NEW YORK (Reuters) — New York City Mayor Bill de Blasio signed an executive order on Tuesday to raise the minimum hourly wage by more than a dollar to $13.13 for potentially thousands of people working in the city (all figures in US dollars).
The increase, which expands an existing program to cover more New Yorkers, applies to workers employed by large businesses that are tenants of buildings developed with the help of more than $1 million in city subsidies.
The move comes as cities across the United States push ahead with so-called living wage initiatives to raise wages for workers at the bottom of the pay scale.
"The rules change today," de Blasio said from a playground in the Bronx, one of the city's five boroughs, with a large working-class population. "People are struggling, and we need to act now."
The order is expected to apply to an estimated 18,000 employees, including many restaurant and retail workers, over the next five years. Previously, it largely excluded retail employees and applied to some 1,200 workers.

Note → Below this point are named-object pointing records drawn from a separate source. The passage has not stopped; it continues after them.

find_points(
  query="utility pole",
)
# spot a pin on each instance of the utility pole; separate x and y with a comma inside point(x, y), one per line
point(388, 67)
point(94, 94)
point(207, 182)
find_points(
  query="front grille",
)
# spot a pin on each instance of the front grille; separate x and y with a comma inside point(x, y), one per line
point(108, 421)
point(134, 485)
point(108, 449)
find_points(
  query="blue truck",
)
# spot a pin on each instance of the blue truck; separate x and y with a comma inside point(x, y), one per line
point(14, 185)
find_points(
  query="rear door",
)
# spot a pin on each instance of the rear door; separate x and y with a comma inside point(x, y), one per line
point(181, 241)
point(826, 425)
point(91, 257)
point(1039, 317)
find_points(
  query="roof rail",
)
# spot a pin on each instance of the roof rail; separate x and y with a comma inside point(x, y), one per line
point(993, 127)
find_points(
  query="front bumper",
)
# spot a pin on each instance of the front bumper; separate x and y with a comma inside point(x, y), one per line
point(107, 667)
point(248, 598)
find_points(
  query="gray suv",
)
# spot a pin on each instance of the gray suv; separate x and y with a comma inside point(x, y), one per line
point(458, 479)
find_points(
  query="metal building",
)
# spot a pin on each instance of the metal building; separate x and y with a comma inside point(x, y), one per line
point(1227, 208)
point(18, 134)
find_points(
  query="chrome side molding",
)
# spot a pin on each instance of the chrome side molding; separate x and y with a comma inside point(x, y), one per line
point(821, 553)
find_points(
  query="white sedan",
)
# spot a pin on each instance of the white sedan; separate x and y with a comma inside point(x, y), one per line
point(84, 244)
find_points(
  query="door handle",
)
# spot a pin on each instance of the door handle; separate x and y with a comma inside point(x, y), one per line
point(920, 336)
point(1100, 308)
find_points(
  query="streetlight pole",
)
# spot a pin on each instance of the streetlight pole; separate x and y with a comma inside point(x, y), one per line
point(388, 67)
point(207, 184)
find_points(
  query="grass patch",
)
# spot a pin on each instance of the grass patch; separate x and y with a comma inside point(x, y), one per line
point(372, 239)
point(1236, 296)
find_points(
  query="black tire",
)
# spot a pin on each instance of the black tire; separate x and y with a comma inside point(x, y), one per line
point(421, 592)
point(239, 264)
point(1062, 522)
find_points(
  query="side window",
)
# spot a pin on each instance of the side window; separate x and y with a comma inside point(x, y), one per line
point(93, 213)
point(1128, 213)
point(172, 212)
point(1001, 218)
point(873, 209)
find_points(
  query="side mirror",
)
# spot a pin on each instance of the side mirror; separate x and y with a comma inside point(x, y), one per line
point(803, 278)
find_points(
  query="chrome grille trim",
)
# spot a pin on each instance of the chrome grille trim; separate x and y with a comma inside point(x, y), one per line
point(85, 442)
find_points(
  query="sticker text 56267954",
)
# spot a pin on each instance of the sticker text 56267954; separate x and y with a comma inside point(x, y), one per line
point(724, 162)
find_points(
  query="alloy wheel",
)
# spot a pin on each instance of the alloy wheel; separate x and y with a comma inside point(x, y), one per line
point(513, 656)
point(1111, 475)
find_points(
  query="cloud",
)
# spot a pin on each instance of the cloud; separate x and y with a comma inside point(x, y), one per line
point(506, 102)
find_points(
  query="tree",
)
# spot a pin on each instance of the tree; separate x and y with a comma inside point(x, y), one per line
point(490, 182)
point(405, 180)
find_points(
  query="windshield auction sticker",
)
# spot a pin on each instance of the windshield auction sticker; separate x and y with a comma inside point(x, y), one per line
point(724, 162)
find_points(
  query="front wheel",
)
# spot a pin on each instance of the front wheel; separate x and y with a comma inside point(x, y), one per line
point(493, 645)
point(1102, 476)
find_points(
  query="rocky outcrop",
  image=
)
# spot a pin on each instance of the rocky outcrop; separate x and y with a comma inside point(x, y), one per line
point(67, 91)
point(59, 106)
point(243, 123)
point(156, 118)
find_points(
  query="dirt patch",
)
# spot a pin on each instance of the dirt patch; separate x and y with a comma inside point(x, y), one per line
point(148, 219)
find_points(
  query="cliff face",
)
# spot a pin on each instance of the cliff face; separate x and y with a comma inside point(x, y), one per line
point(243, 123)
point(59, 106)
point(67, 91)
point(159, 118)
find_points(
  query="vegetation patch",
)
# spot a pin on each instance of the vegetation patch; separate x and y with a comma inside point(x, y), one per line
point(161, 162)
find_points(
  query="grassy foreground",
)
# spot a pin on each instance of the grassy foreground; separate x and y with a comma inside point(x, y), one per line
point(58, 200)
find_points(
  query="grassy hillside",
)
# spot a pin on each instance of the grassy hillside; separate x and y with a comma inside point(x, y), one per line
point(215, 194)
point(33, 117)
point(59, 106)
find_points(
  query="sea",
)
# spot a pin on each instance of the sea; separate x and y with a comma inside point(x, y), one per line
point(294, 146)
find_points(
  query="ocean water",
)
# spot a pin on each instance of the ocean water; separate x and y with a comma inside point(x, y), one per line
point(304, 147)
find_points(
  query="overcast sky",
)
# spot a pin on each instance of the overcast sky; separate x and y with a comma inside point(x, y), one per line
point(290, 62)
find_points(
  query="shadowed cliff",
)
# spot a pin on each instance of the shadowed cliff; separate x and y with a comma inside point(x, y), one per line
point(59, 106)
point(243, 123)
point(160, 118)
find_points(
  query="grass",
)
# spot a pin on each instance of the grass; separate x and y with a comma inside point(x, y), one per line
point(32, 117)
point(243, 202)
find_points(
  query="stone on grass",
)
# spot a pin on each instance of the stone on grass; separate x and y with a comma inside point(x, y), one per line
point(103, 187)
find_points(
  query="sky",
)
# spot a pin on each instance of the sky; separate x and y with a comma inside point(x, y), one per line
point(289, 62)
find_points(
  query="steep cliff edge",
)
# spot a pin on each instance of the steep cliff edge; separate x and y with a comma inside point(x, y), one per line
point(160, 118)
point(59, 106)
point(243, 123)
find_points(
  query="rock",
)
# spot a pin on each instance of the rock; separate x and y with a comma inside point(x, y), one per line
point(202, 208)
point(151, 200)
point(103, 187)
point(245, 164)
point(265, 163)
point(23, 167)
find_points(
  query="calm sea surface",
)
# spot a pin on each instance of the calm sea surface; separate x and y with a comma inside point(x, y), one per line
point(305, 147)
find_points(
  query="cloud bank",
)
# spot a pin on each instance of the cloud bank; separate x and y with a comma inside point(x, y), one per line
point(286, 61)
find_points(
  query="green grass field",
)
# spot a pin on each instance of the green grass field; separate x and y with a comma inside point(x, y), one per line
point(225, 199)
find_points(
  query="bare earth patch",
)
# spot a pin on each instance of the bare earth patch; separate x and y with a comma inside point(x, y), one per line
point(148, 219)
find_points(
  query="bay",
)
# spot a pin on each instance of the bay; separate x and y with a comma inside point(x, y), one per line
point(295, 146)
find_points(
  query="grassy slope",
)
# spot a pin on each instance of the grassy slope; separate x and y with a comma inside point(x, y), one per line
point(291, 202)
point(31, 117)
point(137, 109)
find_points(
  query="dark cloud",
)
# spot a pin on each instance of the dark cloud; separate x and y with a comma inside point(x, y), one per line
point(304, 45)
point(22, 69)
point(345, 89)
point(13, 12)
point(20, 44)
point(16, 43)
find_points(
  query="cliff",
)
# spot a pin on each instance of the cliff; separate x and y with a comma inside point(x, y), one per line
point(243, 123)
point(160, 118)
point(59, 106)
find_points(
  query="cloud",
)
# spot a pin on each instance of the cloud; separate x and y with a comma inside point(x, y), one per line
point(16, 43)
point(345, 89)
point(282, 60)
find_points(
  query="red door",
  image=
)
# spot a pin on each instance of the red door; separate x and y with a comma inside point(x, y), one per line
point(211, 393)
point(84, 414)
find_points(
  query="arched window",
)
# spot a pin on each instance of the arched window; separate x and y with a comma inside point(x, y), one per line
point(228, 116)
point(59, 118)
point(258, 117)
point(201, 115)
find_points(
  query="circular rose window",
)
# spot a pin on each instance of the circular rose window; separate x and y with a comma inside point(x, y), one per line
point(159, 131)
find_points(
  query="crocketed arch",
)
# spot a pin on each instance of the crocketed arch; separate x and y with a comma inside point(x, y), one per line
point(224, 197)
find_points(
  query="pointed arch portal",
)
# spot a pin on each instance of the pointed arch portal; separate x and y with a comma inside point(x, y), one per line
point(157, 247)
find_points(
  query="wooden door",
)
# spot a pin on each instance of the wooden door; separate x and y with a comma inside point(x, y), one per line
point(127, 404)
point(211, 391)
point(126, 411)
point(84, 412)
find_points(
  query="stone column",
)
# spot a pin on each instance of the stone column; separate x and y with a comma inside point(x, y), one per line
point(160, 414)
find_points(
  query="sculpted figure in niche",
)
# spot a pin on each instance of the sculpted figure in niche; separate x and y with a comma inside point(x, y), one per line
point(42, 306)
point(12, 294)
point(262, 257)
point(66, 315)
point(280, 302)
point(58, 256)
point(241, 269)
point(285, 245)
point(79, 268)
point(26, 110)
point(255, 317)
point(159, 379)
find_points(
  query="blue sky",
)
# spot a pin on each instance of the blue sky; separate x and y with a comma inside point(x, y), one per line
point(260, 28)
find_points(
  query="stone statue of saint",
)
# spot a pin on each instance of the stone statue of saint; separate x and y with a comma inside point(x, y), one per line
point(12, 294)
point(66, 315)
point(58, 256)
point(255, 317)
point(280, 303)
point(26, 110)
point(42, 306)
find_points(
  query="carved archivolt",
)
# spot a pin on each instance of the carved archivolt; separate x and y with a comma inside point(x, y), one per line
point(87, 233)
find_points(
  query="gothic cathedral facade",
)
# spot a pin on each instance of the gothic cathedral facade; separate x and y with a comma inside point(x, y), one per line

The executive order also raises the minimum hourly rate set in the act to $13.13 an hour from $11.90 an hour for people who receive no health insurance and other benefits from their employers. For those who do receive benefits, the minimum wage rises to $11.50 an hour from $10.30.
De Blasio said he intends to increase the minimum hourly rate to $15.22 by 2019.
The rate increase will have some exclusions, including small businesses with gross income less than $3 million annually.
Critics of the measure say that the mandatory minimum will discourage businesses from leasing spaces in city-backed buildings.
"Some prospective commercial tenants will resist leasing space in projects that impose wage and compliance requirements that are more onerous than market practice," saidKathryn Wylde, president and chief executive officer of the Partnership for New York City. The organization represents 200 large companies that employ around 775,000 New Yorkers.
De Blasio plans to lobby state lawmakers for the authority to increase the $8-an-hour state minimum wage on a citywide level.
De Blasio signed Tuesday's order with the support of U.S. Secretary of Labor Thomas Perez, who has been working to promote President Barack Obama's proposal to boost the federal minimum wage to an hourly rate of $10.10 from $7.25.